Separating the affect from the thing it relates to would probably favour the thing. Because an affect without a cause and the thing to which it relates, well, said Carl, filling his small pipe and lighting it, he couldn’t imagine them as separate. His new horn-rimmed glasses disappeared in the smoke; he didn’t yet have an older man’s practised elegance in smoking his pipe. When he spoke in an animated conversation like this, his words came so fast that he swallowed them now and then, and you had to concentrate to work out just what he had said. How could a thing still exist in its own right without anyone looking at it? Even an inanimate object has its appearance, consistency and temperature, and not least a function.

Leontine glanced at Helene, who was lying on the chaise longue and had closed her eyes.

That, I suppose, is the challenge of my own craft: separation. Dissecting the body itself separates single parts from a whole. We can look at the liver, we can look at a tumour on it. We can separate the tumour from the liver and the liver from the body.

But not from a human being, and it will always be that human being’s liver. Removing it from its place, the functional interruption of its symbiosis, robs neither the liver of the human being nor the human being of his liver.

Let’s take the example of a leg. Carl still wasn’t sure whether his ideas agreed with Leontine’s or contradicted them. How many of our fathers’ generation have one of their limbs missing these days? They can live without an arm, without a finger.

Martha groaned ostentatiously. She was getting tired of this conversation between Leontine and Carl; it was some while since she and Leontine had managed to get a day off at the same time like this. It was in the middle of the week, and they were planning to go and visit a couple of friends in Friedenau. Martha put her arm round Leontine’s neck as if to throttle her.

If you two can’t leave each other alone our hosts will have eaten all the cakes before we get there.

Leontine removed Martha’s arm from her neck. The word cognition in itself can undergo a certain change of nature. The husk remains, but what was the cognition of God and his omnipotence yesterday is an incision into the tumour today.

Carl was smoking; he held his head upright — he was careful about the way he carried himself, careful not to shake his head yet, not until he had a clear idea of his train of thought and had found the right words to argue against her.

Meanwhile Leontine used the opportunity to develop her objections. Carl, it’s not just medicine that has added so many new attributes to cognition that we can no longer speak of its having the same character. A glance at the sky, the technology of aviation, the lethal use of poison gas at the end of the war, all those are arguments against God.
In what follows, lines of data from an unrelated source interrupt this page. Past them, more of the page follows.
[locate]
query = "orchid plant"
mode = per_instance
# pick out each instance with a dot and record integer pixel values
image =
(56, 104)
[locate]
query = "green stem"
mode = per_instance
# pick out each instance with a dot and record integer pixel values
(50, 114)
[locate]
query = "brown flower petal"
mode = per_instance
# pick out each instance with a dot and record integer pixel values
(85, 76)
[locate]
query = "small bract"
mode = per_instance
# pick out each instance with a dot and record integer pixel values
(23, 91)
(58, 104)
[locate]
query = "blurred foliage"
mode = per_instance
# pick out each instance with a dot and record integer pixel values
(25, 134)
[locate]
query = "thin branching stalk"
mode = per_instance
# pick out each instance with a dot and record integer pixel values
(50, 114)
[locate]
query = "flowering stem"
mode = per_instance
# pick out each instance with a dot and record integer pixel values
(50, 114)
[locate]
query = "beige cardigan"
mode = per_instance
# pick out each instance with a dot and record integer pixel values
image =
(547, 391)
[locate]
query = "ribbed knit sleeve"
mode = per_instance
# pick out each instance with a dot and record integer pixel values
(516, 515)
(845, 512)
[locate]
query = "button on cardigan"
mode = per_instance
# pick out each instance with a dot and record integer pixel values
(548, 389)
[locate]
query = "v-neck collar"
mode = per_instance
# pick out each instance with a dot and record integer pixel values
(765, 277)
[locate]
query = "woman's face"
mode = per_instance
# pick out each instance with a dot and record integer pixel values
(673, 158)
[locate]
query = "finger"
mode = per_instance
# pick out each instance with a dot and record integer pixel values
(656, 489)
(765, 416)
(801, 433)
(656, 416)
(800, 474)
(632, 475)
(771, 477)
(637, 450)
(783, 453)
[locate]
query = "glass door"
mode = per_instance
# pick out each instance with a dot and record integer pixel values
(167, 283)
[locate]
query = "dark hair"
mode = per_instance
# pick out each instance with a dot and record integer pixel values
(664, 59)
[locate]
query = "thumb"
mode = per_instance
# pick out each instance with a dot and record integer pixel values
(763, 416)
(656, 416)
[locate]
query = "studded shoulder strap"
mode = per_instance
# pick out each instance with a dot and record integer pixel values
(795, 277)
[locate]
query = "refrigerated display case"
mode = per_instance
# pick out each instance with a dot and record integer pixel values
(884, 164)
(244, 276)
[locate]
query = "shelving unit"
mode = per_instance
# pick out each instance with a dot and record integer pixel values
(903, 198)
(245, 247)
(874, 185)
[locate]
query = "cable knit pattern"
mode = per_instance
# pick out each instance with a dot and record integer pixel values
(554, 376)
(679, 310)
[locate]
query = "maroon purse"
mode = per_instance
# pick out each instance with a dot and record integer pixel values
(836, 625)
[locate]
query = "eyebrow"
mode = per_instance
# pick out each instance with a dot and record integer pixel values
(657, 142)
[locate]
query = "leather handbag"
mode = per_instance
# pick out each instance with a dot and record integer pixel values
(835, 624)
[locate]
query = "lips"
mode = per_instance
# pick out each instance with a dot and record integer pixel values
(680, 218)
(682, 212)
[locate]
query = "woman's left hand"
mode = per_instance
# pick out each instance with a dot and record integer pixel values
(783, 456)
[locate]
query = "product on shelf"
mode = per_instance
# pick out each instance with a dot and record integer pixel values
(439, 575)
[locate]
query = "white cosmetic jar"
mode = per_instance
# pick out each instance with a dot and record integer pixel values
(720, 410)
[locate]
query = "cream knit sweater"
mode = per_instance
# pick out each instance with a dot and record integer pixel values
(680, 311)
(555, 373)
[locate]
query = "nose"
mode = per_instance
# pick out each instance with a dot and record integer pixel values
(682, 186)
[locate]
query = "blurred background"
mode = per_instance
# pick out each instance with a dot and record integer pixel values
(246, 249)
No. Carl lowered his head. No, that’s the wrong way to look at it; technology and science are the immediate offspring of divine cognition. It’s only logical for human beings not to separate themselves from the light, the light of cognition. They’re indissoluble. Human beings learn lessons. I don’t know myself whether praying to God does any good. I wouldn’t give God human features, he doesn’t speak in the way the Scriptures suggest, he doesn’t judge. I would deny God’s part in every moral capacity, everything that’s human. God can be better described as a principle, the world principle. Only humans, with their emotional approach, can be accused of believing in God as the metamorphosis of a person. Carl drew on his pipe.

Human beings cause catastrophes today, just look at the war and its heroes. Could we recover from it? And what would be worse, material losses, the loss of human life, or injury to the feelings? Leontine rose and went over to the large samovar, the only object still standing on the long coffee table, and turned the tap. The heroes of the war were different. The water was too hot; she just touched the little glass to her lips without being able to drink. She went on talking over the rim of the hot glass: It’s not ten years ago and see how people have been waiting by the news-stands for days ready to snatch the Vossische Zeitung hot off the press from the vendors. When they devour Remarque’s accounts of the war, they’re looking at their own botched work. We are sufficient unto ourselves.